# Cages



## VickieB (Mar 6, 2014)

My daughter is needing to get some cages for her quail and we've been looking at the rabbit cages.  I've been looking at those from Bass Equipment and Kluberanz. Has anyone had experience with the cages from either?


----------



## P.O. in MO (Mar 7, 2014)

Hi Vickie,  I haven't bought cages from either source but before I started with rabbits I got chickens and bought a pet lodge cage from a local farm store to put hens in that were trying to go broody on me.  Either Tractor Supply or we have a chain called Family Center with a location in my town.  I got a 30 x 30 and they use the same wire that I have built all my rabbit cages with.  1 x 2 on all sides and top with 1/2 x 1 on the bottom.  They are only 16 inches tall but with quail I would think that wouldn't matter, a little short for rabbits.  The doors are 12 x 12 with the plastic around the opening so you don't get snagged.  I think the price was in the same realm as Bass but no shipping.  They come with the j clips but I think I had to buy the pliers separately.  I have bought quite a bit of stuff from Bass and they are very good to deal with and everything is of good quality.  My 2 cents.


----------



## Hens and Roos (Mar 7, 2014)

We get our cages from Klubertanz and really like them.  Also they are about 20 minutes from us so we just go and pick up.  DH puts them together.

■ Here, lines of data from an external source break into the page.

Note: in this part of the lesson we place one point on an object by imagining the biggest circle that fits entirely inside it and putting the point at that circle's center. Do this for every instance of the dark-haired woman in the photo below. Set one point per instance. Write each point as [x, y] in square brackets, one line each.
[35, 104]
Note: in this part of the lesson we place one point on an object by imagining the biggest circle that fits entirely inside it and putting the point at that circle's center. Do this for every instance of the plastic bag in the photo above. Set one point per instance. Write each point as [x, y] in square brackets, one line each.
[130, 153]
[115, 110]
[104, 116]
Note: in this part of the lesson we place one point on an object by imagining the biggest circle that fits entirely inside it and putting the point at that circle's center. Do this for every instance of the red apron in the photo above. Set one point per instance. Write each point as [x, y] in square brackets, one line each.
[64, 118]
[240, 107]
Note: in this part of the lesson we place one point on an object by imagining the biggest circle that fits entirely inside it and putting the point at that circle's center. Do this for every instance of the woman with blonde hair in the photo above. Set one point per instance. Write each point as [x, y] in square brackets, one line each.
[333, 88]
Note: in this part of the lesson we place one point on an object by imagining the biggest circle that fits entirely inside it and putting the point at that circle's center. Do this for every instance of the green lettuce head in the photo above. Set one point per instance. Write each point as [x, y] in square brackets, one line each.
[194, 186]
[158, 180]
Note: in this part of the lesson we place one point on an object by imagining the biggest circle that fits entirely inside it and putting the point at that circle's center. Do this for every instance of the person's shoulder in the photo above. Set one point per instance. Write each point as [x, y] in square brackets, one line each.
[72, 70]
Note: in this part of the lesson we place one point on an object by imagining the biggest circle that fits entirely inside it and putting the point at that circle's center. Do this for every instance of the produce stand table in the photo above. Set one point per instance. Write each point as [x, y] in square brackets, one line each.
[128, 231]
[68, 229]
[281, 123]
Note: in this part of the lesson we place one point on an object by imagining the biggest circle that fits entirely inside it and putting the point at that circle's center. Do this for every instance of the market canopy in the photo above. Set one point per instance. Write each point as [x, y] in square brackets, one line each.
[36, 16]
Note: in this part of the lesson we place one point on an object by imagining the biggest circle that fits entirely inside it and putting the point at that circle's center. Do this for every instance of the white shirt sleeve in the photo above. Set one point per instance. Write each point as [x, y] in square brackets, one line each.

 don't know how well you can see them.


----------



## VickieB (Mar 8, 2014)

Thanks for the info! I'll talk to my daughter about it...


----------



## animalmom (Mar 8, 2014)

I have used Bass cages and have been very pleased with both Bass and the cages.  A year ago I changed over to a slightly different set-up and have some extra Bass cages that might be useful for your daughter.

And so the quail takeover of the world continues!


----------



## VickieB (Mar 10, 2014)

Quail... it's what's for dinner.


----------